So I was really anger the other day, Company. I was really angry about something; something in particular. And I mean really angry - super angry. I had my feathers all in an uproar and was set to get up on my soapbox and pontificate about some subject that had me all upset. But at the time, I didn't do anything about it. I thought to myself "Self, you can write about it in a day or two. You will still be angry in a day or two." And I would assume that I am still angry about that particular subject. I just wish that I could remember what it was.
Yeah, that's right. Brain fart. Senior moment. I guess that I don't care what you call it but I had one. I don't remember what I was angry about. I don't remember what had me all in an uproar for like two days. I seem to think that vaguely it had to do with cheerleaders and their uniforms, but I am not sure that it is. See, I read an article about some cheerleaders in Connecticut who stormed into a Bridgeport School Board meeting and demanded that they have less revealing uniforms. Now that's cool. Then the article went on to say that a study among college cheerleaders showed that the more revealing the uniform they have to wear the higher the incidences of eating disorders among the squad. I can't say that I am surprised. But anyway, that is for another time, and that is not the point. The point is that I read the article, so as I type that might be what I am thinking about, and there might not really be a connection. So even the little bit of memory that I have might not even be for real.

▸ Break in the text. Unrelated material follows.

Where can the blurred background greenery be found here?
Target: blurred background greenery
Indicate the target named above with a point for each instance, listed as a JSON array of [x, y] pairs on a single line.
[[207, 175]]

So what am I to do? I briefly considered pretending to be outraged about the cheerleading thing but I am not because I actually think what those girls did was cool, and I liked the response by the school board and district. So no outrage there, and it just isn't the same when it is faked, you know? I was sort of hoping that I would see whatever it was that triggered my outrage in the first place and it would, you know, trigger it some more. But nope, no such luck. So what's a boy to do?
Hence the post about the lost post. Sort of like Garrison Keillor did when he wrote about his greatest story that he lost in a bus depot bathroom in Portland, Oregon. And I know that I have written on this same subject before - probably more than once - but I am not going to go back and surf through the pages and pages of posts to find it. You probably aren't interested anyway. So I am just giving it to you again, in a new and different wrapper. And I am also offering a big fat apology, for this pile of crap. And I am sorry for my lost outrage, now suppressed somewhere in some shallow well under my surface, probably never to resurface. And since I forget about it, even if it does return I won't know that I ever had it before. And then it will be totally new. To you and me. And won't that be neat?